Heart Rate Calculation Methods

  • Count R-waves in a 10-second rhythm strip, multiply by 6.
  • Count boxes between R-waves, divide 300 by that number.

Tachycardia Rhythms

  • Narrow, regular: sinus tachycardia (upright P in lead II), atrial flutter (sawtooth pattern), PSVT (no visible P waves).
  • Narrow, irregular: atrial fibrillation (no obvious P waves, fibrillatory baseline), atrial flutter with variable block, multifocal atrial tachycardia (≥3 different P-wave morphologies).
  • Wide, regular: monomorphic ventricular tachycardia.
  • Wide, irregular: polymorphic VT (torsades de pointes), ventricular fibrillation.

Bradycardia Rhythms

  • Sinus bradycardia: normal PR interval, every P followed by QRS.
  • First-degree AV block: prolonged PR interval (>200 ms), no dropped QRS.
  • Second-degree Mobitz I (Wenckebach): PR gets longer until QRS is dropped.
  • Second-degree Mobitz II: constant prolonged PR, intermittent QRS drops.
  • Third-degree AV block: complete dissociation between P and QRS.

Axis Determination

  • Both Lead I and aVF positive: normal axis.
  • Lead I positive, aVF negative, Lead II negative: left axis deviation (LBBB, LVH, left anterior fascicular block).
  • Lead I negative, aVF positive: right axis deviation (RBBB, RVH, left posterior fascicular block).
  • Both Lead I and aVF negative: extreme right axis deviation (common in monomorphic VT).

PR and QT Intervals

  • PR >200 ms: AV blocks.
  • PR <160 ms with delta wave and wide QRS: Wolff-Parkinson-White syndrome.
  • QT >½ R-R interval or >500 ms: risk for torsades de pointes.
  • Causes of prolonged QT: antiarrhythmics, macrolides, certain antidepressants, antipsychotics, hypokalemia, hypomagnesemia, hypocalcemia.

Atrial Enlargement

  • Left atrial enlargement: "bifid" P in lead II, large terminal V1 P.
  • Right atrial enlargement: tall P in lead II (≥2.5 mm), large initial V1 P.
  • Common causes: pulmonary hypertension, valve disease.
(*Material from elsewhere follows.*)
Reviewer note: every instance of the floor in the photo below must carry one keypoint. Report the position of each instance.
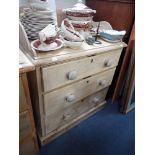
(108, 132)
QRS Analysis: Bundle Branch Blocks & Hypertrophy

  • LBBB: deep S in V1/V2 and notched R in V5/V6.
  • RBBB: rSR′ in V1/V2, wide slurred S in V5/V6.
  • LVH: deep S in V1/V2 + tall R in V5/V6 >35 mm.
  • RVH: tall R in V1/V2, deep S in V6.

ST Segment & T-wave Changes

  • ST depression (horizontal/downsloping ≥1 mm): myocardial ischemia.
  • T-wave inversion: possible ischemia.
  • Troponin positive + ST depression/T-inversion: NSTEMI; normal troponin: unstable angina.
  • ST elevation (≥1 mm limb, ≥2 mm precordial, two contiguous leads): myocardial infarction.
  • Convex ("frown") ST elevation: MI; concave ("smile"): benign or pericarditis.
  • Reciprocal changes help localize STEMI (anterior: V1–V4; lateral: I, aVL, V5–V6; inferior: II, III, aVF; posterior: V7–V9).
  • Diffuse ST elevation + PR depression: pericarditis.
  • Hyperkalemia: peaked T-waves, possible ST elevation.

Key Terms & Definitions

  • QRS Complex — Part of ECG representing ventricular depolarization.
  • STEMI — ST-Elevation Myocardial Infarction.
  • NSTEMI — Non-ST-Elevation Myocardial Infarction.
  • PR Interval — Time from onset of P wave to start of QRS; indicates AV conduction.
  • QT Interval — Time from start of QRS to end of T-wave; reflects ventricular depolarization and repolarization.
  • Bundle Branch Block — Delay/block in conduction through right or left bundle branches.

Action Items / Next Steps

  • Practice ECG rate and rhythm calculations from sample strips.
  • Memorize criteria for axis deviation and bundle branch blocks.
  • Review causes of ST segment and T-wave changes.
  • Check recommended readings on AV block types and acute coronary syndromes.